One of my favorite professors in Architecture School was always encouraging us to pay close attention to any built environment we might find ourselves in, how it affected our mood and perceptions and most importantly, why.


From landscapes and streetscapes to the inside and outside of buildings, our built environment affects us in obvious as well as very subtle ways. Regardless of how conscious we may be of this, the way we feel in any given space (peaceful; happy; uncomfortable or fearful) is more than often a direct result of intentional design (or accident), involving a multitude of aspects including, just to name a few: materials, colors and texture, light and shadow, sound, other people and objects, movement, climate and scent.

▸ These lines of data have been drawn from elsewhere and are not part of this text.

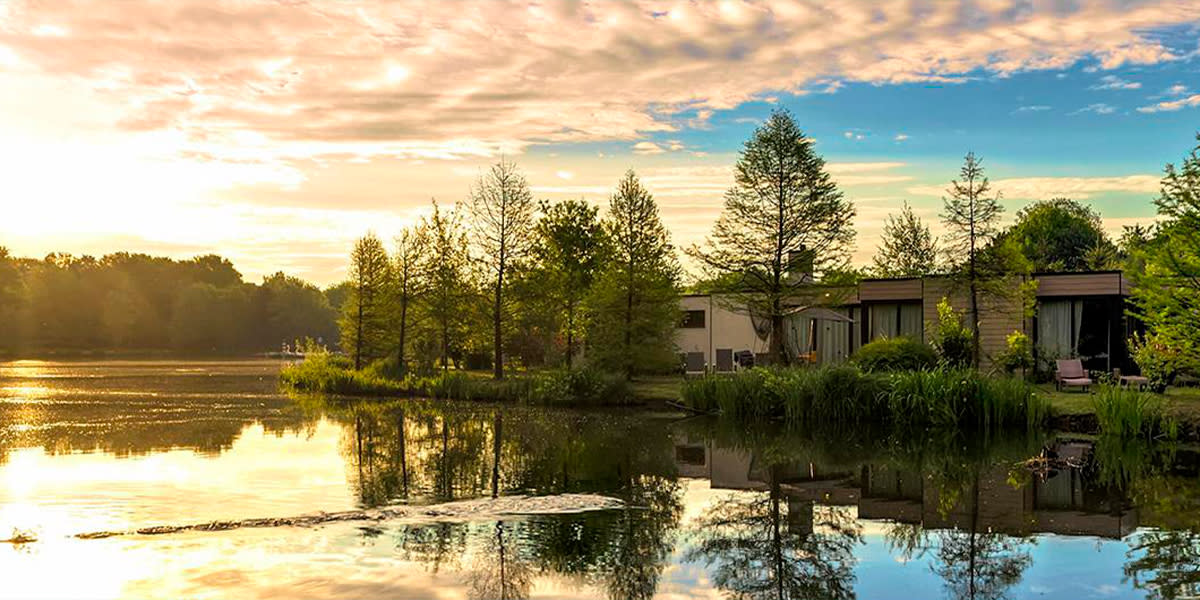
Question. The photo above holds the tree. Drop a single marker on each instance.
(447, 275)
(636, 298)
(364, 315)
(502, 213)
(1167, 293)
(295, 310)
(972, 221)
(906, 249)
(411, 249)
(783, 213)
(570, 247)
(1061, 235)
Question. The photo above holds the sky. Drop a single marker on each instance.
(275, 133)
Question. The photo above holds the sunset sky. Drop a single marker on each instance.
(274, 133)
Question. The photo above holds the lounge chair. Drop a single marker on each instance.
(1071, 373)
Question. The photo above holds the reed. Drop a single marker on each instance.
(1127, 414)
(323, 372)
(845, 395)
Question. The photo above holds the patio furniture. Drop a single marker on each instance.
(1071, 373)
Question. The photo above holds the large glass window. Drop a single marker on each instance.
(901, 319)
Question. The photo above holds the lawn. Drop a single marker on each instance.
(1182, 402)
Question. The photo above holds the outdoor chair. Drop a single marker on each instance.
(1071, 373)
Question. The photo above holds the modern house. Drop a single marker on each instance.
(1077, 315)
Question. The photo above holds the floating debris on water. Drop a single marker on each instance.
(463, 510)
(19, 538)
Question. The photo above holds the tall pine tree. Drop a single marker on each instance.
(636, 299)
(906, 249)
(364, 321)
(784, 215)
(972, 221)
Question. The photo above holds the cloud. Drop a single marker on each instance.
(648, 148)
(433, 81)
(1037, 189)
(1097, 108)
(1115, 83)
(1171, 105)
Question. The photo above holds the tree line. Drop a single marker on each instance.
(125, 301)
(501, 280)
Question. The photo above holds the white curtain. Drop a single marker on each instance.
(885, 322)
(1055, 328)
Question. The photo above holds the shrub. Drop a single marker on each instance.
(895, 354)
(951, 337)
(1158, 361)
(1126, 413)
(1018, 353)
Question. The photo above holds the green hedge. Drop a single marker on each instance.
(895, 354)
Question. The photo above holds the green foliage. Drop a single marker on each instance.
(125, 301)
(1126, 413)
(906, 247)
(1158, 359)
(502, 221)
(783, 211)
(635, 301)
(951, 337)
(895, 354)
(570, 247)
(964, 399)
(841, 396)
(327, 373)
(1018, 354)
(1061, 235)
(1167, 292)
(364, 323)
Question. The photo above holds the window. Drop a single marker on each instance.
(897, 321)
(693, 319)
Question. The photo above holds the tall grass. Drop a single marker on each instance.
(1127, 414)
(323, 372)
(964, 399)
(845, 395)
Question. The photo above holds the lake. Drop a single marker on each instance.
(708, 511)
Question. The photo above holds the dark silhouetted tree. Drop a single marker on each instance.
(635, 303)
(906, 247)
(783, 215)
(502, 215)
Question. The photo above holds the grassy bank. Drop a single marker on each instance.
(328, 373)
(844, 395)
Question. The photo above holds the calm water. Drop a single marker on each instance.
(89, 447)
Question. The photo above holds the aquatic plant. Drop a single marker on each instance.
(323, 372)
(895, 354)
(1128, 413)
(940, 397)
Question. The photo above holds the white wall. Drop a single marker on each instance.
(723, 329)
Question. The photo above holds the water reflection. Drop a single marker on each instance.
(711, 510)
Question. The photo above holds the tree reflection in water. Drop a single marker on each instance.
(760, 546)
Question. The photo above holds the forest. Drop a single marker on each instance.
(139, 303)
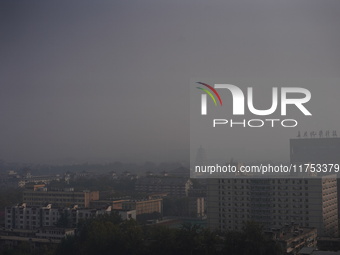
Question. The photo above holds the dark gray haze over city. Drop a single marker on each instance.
(99, 81)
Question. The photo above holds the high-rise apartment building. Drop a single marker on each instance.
(274, 203)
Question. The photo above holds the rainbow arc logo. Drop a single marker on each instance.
(204, 96)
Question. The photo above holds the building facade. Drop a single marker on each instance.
(274, 203)
(59, 198)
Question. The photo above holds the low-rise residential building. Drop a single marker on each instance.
(59, 197)
(173, 186)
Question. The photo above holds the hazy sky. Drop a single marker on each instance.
(91, 80)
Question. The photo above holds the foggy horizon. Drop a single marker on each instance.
(109, 81)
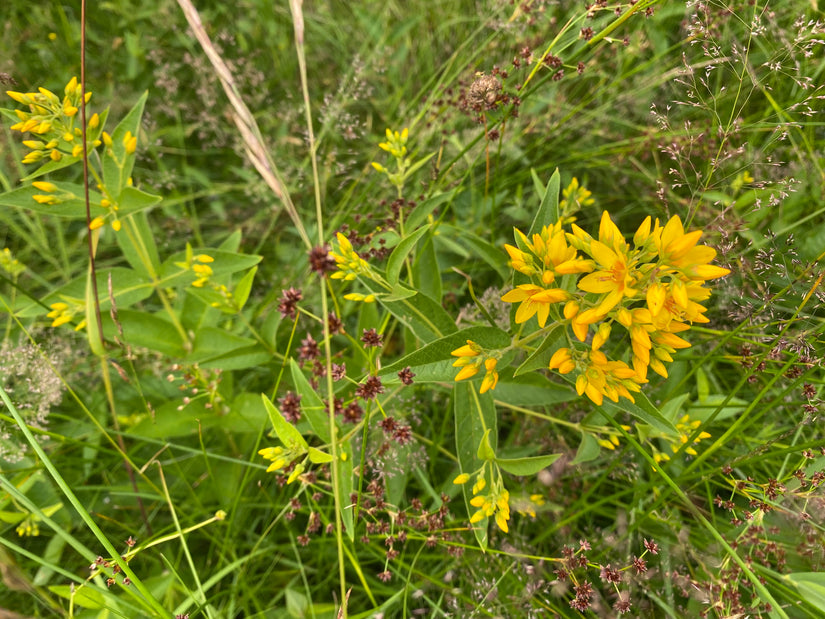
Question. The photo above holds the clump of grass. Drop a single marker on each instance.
(300, 250)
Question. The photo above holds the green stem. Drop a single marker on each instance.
(148, 598)
(298, 25)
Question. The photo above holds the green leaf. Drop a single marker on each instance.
(494, 256)
(548, 212)
(643, 409)
(128, 288)
(703, 410)
(251, 356)
(317, 456)
(540, 358)
(345, 487)
(433, 362)
(396, 260)
(66, 160)
(225, 263)
(702, 385)
(423, 209)
(811, 586)
(117, 166)
(539, 187)
(399, 292)
(475, 415)
(83, 596)
(485, 449)
(93, 330)
(243, 288)
(132, 200)
(286, 432)
(588, 449)
(13, 517)
(72, 206)
(145, 330)
(532, 390)
(139, 248)
(423, 316)
(212, 343)
(311, 403)
(296, 603)
(174, 419)
(527, 466)
(427, 271)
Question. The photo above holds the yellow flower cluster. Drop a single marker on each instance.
(52, 121)
(10, 264)
(686, 426)
(199, 265)
(396, 145)
(652, 289)
(281, 458)
(350, 266)
(63, 313)
(471, 358)
(495, 502)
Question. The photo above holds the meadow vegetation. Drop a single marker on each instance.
(399, 309)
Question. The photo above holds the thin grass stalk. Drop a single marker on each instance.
(298, 25)
(245, 121)
(151, 602)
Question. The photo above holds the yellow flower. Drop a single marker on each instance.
(490, 379)
(602, 377)
(678, 250)
(534, 300)
(396, 143)
(470, 360)
(615, 276)
(350, 264)
(575, 197)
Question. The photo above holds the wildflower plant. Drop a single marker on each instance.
(451, 365)
(598, 310)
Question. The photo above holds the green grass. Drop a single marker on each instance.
(151, 434)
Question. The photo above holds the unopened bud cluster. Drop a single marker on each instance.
(51, 121)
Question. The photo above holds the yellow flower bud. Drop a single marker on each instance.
(33, 157)
(18, 96)
(70, 87)
(45, 199)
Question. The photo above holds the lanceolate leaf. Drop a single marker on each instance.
(548, 212)
(117, 168)
(287, 433)
(400, 253)
(527, 466)
(423, 316)
(311, 404)
(475, 415)
(645, 410)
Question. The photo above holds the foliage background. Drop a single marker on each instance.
(668, 114)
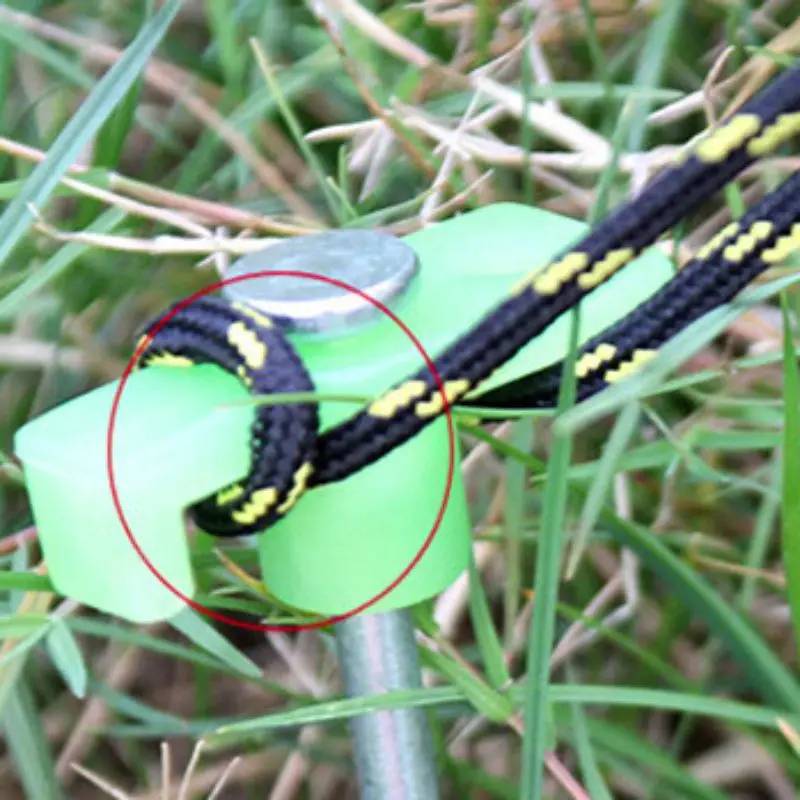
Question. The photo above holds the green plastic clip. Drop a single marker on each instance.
(183, 433)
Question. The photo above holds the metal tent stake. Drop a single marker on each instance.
(393, 749)
(181, 434)
(394, 752)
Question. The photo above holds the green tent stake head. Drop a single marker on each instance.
(183, 433)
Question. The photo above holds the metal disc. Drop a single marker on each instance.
(378, 264)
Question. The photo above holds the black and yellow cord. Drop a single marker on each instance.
(289, 454)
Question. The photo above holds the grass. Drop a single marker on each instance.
(629, 624)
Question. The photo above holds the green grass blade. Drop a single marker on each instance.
(485, 632)
(546, 581)
(624, 428)
(205, 636)
(67, 657)
(78, 132)
(767, 675)
(790, 506)
(28, 746)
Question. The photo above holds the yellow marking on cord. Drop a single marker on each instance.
(717, 240)
(452, 390)
(261, 319)
(554, 275)
(390, 403)
(590, 362)
(250, 347)
(746, 242)
(257, 506)
(559, 273)
(784, 247)
(300, 481)
(233, 492)
(638, 359)
(241, 372)
(604, 269)
(719, 144)
(168, 360)
(773, 136)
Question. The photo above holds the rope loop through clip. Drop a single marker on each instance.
(290, 455)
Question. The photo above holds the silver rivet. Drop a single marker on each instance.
(378, 264)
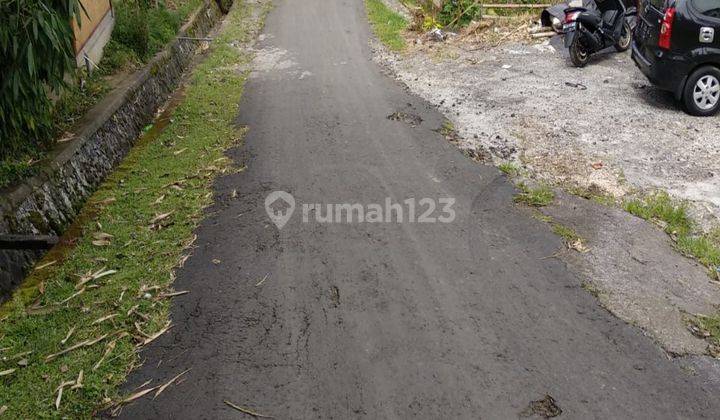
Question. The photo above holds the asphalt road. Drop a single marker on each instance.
(468, 319)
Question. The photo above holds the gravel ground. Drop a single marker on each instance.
(526, 103)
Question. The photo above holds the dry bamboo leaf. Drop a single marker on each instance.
(47, 264)
(101, 274)
(156, 335)
(138, 394)
(263, 280)
(78, 381)
(79, 292)
(160, 217)
(247, 411)
(59, 391)
(102, 236)
(166, 295)
(110, 347)
(170, 382)
(86, 343)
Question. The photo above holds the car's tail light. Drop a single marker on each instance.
(571, 17)
(666, 28)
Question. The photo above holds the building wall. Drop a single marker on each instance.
(93, 32)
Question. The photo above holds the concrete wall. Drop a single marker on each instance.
(48, 202)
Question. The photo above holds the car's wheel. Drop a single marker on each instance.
(578, 54)
(702, 92)
(625, 38)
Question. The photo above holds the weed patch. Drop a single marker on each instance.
(387, 25)
(535, 197)
(674, 218)
(109, 294)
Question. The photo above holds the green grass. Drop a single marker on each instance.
(187, 155)
(387, 25)
(566, 233)
(659, 206)
(535, 197)
(126, 50)
(674, 217)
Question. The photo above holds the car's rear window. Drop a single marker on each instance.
(709, 8)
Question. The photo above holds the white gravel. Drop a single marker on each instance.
(526, 103)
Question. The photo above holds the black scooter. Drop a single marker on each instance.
(589, 30)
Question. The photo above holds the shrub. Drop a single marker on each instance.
(36, 53)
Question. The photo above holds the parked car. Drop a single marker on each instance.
(677, 46)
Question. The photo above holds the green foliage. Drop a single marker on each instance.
(509, 168)
(459, 12)
(36, 53)
(141, 31)
(660, 206)
(386, 24)
(535, 197)
(124, 206)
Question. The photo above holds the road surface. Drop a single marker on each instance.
(469, 319)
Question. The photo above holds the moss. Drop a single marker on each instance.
(535, 197)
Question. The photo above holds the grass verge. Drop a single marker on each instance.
(387, 25)
(107, 295)
(535, 197)
(674, 219)
(135, 39)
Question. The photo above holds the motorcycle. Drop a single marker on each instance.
(591, 29)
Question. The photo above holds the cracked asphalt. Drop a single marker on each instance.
(469, 319)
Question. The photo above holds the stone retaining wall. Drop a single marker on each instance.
(48, 202)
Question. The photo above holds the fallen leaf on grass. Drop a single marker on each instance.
(78, 381)
(79, 292)
(59, 391)
(578, 246)
(167, 295)
(110, 347)
(48, 264)
(247, 411)
(86, 343)
(170, 382)
(102, 236)
(138, 394)
(156, 335)
(103, 319)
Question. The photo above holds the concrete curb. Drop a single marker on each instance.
(48, 202)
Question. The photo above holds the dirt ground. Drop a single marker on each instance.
(602, 128)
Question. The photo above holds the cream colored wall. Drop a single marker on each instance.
(96, 11)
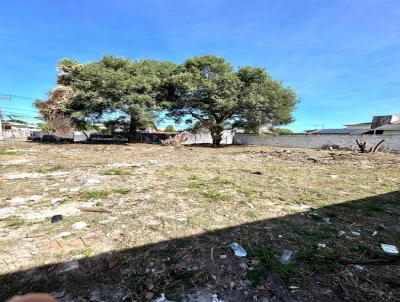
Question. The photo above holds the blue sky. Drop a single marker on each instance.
(342, 57)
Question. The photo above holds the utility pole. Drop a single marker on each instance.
(3, 97)
(1, 126)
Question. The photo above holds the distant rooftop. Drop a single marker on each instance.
(390, 127)
(357, 124)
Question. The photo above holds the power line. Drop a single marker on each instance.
(8, 96)
(20, 109)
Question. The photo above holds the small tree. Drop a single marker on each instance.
(169, 128)
(207, 92)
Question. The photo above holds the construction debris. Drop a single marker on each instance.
(286, 256)
(390, 249)
(238, 249)
(362, 146)
(56, 218)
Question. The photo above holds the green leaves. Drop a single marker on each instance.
(217, 97)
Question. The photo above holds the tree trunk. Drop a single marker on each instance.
(216, 134)
(132, 135)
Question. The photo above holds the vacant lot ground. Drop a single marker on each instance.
(140, 221)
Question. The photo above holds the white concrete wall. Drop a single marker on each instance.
(392, 142)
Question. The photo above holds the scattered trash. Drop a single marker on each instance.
(97, 210)
(68, 266)
(64, 234)
(35, 198)
(161, 299)
(59, 295)
(390, 249)
(149, 295)
(18, 200)
(238, 249)
(327, 220)
(92, 181)
(214, 298)
(56, 201)
(79, 225)
(286, 257)
(56, 218)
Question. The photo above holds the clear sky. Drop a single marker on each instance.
(342, 57)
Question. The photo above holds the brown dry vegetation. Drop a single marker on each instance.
(171, 215)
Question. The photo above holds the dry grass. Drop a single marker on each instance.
(158, 194)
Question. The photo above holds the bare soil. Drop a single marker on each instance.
(159, 222)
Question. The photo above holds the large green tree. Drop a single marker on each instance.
(209, 93)
(115, 86)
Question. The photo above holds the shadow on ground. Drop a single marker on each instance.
(352, 266)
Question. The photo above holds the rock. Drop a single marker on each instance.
(59, 295)
(79, 225)
(35, 198)
(149, 295)
(5, 212)
(16, 162)
(327, 220)
(390, 249)
(92, 181)
(18, 200)
(286, 257)
(56, 201)
(56, 218)
(68, 266)
(64, 234)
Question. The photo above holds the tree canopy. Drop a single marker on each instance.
(205, 92)
(119, 86)
(215, 96)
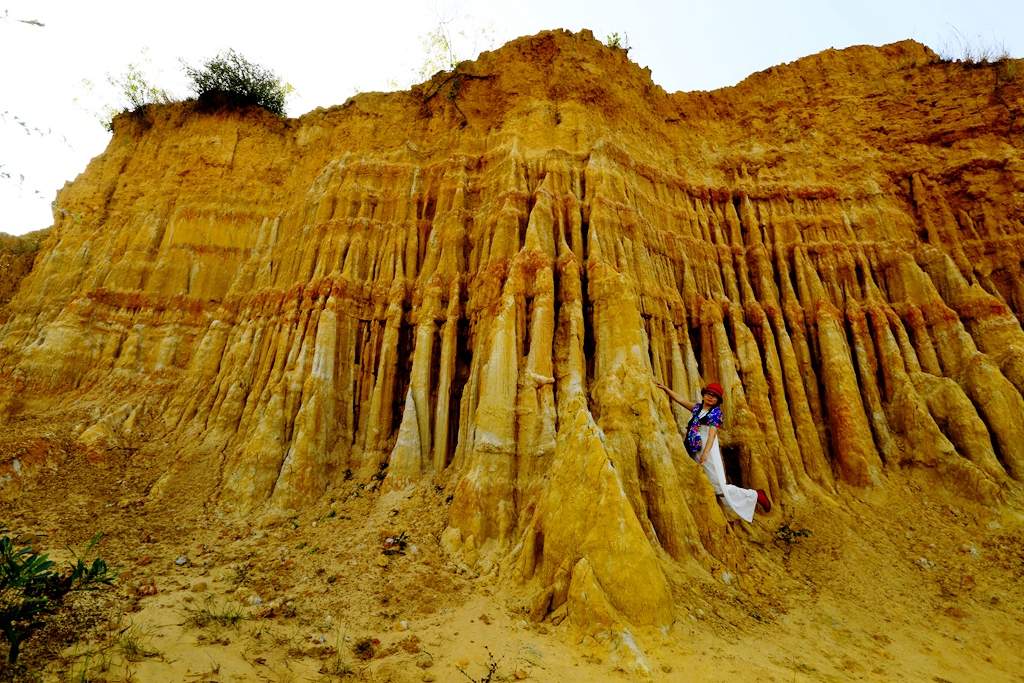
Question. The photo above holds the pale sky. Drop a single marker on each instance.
(330, 50)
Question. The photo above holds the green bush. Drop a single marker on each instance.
(230, 79)
(135, 93)
(32, 589)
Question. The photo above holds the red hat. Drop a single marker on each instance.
(715, 389)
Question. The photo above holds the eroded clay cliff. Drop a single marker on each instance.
(475, 285)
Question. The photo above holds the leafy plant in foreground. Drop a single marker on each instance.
(32, 588)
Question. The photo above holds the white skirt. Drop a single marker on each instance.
(740, 501)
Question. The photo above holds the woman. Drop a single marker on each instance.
(701, 443)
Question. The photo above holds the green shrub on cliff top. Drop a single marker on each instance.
(229, 79)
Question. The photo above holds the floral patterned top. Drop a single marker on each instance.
(712, 418)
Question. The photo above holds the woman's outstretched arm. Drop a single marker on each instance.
(688, 404)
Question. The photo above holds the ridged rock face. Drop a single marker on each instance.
(16, 256)
(476, 283)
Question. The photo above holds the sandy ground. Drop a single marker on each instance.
(898, 583)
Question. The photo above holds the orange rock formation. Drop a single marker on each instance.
(476, 283)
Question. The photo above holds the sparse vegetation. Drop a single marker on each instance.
(32, 590)
(212, 612)
(366, 648)
(973, 52)
(492, 670)
(619, 41)
(231, 80)
(791, 536)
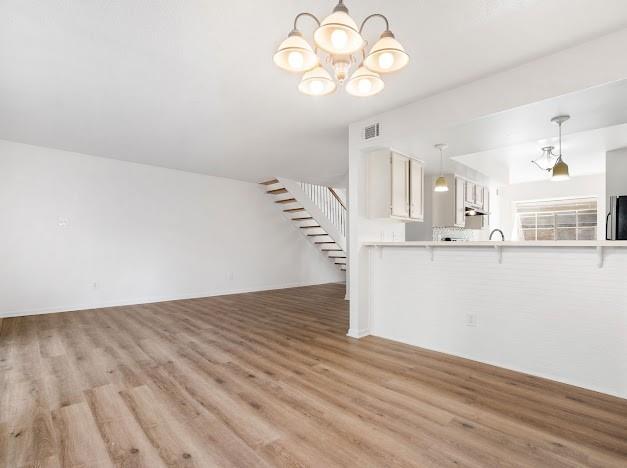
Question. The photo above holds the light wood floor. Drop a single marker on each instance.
(268, 379)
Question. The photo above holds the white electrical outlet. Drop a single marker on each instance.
(471, 320)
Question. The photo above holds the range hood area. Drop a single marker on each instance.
(470, 211)
(465, 205)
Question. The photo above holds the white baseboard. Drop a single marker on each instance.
(152, 299)
(353, 333)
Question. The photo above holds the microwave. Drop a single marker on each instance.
(616, 221)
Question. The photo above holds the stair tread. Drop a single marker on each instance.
(276, 191)
(269, 182)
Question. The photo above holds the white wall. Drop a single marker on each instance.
(82, 232)
(616, 172)
(549, 312)
(576, 187)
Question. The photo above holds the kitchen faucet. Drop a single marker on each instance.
(499, 231)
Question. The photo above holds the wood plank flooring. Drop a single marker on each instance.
(270, 379)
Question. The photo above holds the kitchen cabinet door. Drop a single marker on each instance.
(486, 207)
(479, 196)
(416, 190)
(470, 193)
(460, 210)
(400, 185)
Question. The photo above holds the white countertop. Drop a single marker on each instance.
(602, 243)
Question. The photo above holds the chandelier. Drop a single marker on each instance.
(338, 39)
(550, 161)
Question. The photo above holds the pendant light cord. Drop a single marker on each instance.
(560, 131)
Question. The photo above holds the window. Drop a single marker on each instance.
(574, 219)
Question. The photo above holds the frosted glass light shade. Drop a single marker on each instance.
(317, 82)
(387, 55)
(560, 171)
(338, 34)
(364, 83)
(295, 54)
(441, 185)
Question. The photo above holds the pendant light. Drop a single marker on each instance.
(441, 184)
(560, 170)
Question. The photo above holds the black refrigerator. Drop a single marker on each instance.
(616, 223)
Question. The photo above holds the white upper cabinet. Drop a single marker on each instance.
(470, 193)
(400, 185)
(449, 208)
(459, 206)
(395, 186)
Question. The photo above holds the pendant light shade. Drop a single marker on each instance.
(338, 33)
(364, 83)
(560, 171)
(441, 185)
(317, 82)
(295, 54)
(387, 55)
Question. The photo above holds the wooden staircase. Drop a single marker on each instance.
(306, 222)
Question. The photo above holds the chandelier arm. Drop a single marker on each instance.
(311, 15)
(375, 15)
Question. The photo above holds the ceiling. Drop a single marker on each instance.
(584, 152)
(191, 85)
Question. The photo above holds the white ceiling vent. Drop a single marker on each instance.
(372, 131)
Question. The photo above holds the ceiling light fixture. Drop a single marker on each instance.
(552, 162)
(441, 185)
(339, 38)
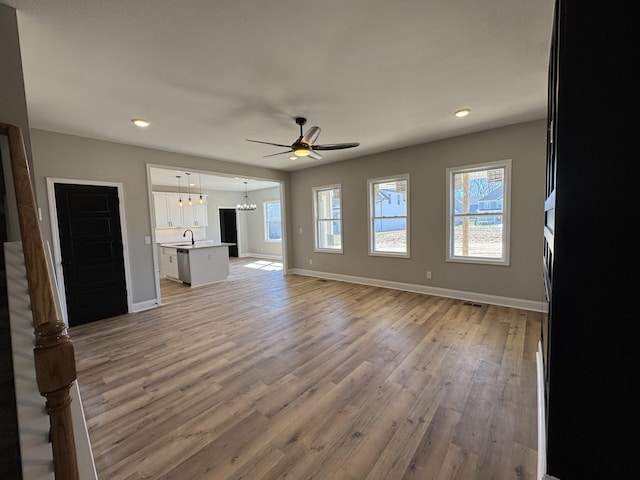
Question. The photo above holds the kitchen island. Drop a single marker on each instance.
(200, 263)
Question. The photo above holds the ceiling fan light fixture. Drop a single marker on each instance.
(302, 152)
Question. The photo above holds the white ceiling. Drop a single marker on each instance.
(195, 182)
(211, 74)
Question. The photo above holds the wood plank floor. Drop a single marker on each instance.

In addition to understanding the functional, aesthetic and financial aspects of a project, one of the most challenging and rewarding tasks an Architect can undertake is understanding what their client as well as those who will use the building need perceptually. This calls for a different level of communication.


During the earliest stage of design, I usually ask my clients to give me a “wish list” for their project. What I’ve received has ranged from a few words to essays and from broad to narrow scopes of interest. From the wish list, I usually develop a much longer list of questions with the intention of first understanding the project’s functional and budget needs. Following that, we can explore the more subtle aspects outlined above.


Most people who don’t spend all their time thinking about things like this are, understandably, less aware of how the built environment affects them. But once the focus shifts to this level of design and we have the opportunity to open a dialog on the subject, many people see and appreciate the opportunity to take their project to a higher level.


Paying close attention to how the building design can positively affect those who live or work there does not necessarily translate into a more expensive project. For example, making an informed and thoughtful decision on where a single window is located in relation to daily and seasonal sunlight and view can make all the difference in how enjoyable a room will be. The same thinking can apply to a home’s entry and how welcome visitors feel as well as every other space in and around the building.


Based on good communication, this level of thinking, dialog and design will lead to a building that provides so much more to those who live and work there. As important as functionality is, a building can also become an oasis of comfort and inspiration.